Quantification of syntaxin-13 wild type localization of the recycling endosomes. Immunofluorescence microscopy of GFP-syntaxin-13 wild type showed colocalization with the known recycling endosomal protein Rab11. The MOC between GFP-syntaxin-13 wild type with mCherry-Rab11 is approximately 1.4 folds higher compared to mCherry-Rab11 with GFP-syntaxin-13 wild type.
To measure the number and length of GFP-syntaxin-13 wild type positive endosomal tubules, Fiji software was used as described in the protocol section. mCherry-Rab11 is used a positive control in the experiments. Melanocytes transfected with GFP-syntaxin-13 wild type showed a higher number of tubules per cell compared to cells expressing mCherry-Rab11.
However, the tubules are reduced upon coexpression of both GFP-syntaxin-13 wild type and mCherry-Rab11 in the cells. The seventh step is the quantification of recycling endosomes'tubular number and length. The tubules are reduced upon coexpression of both GFP-syntaxin-13 wild type and mCherry-Rab11 in the cells.
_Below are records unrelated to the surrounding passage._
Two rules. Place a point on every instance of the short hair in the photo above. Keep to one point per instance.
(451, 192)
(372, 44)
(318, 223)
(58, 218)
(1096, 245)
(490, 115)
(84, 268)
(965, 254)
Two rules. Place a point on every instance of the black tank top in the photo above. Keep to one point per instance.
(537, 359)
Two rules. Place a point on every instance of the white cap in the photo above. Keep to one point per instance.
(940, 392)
Interestingly, the average tubule length from both GFP-syntaxin-13 wild type and mCherry-Rab11 is comparable to each other in cells expressing individually or together. Together, these data suggest that GFP-syntaxin-13 wild type localizes to recycling endosomes as similar to Rab11. This study showed that the N-terminal delivery of syntaxin-13 mutant, that is GFP-syntaxin-13 delta-129, localizes to melanosomes GFP-syntaxin-13 delta-129 can possibly be used as a reporter to vesicular trafficking from recycling endosomes to the cell surface and LRO.
In contrast, GFP-syntaxin-13 wild type localizes to recycling endosomes as similar to Rab11. This study illustrated that GFP-syntaxin-13 wild type could also be used for marking recycling endosomes in melanocytes. GFP-syntaxin-13 wild type may be a better recycling endosomal marker than Rab11, since Rab11 alters the endosomal dynamics.
All together, GFP-syntaxin-13 wild type acts a potential recycling endosomal marker to study the dynamics at steady state conditions.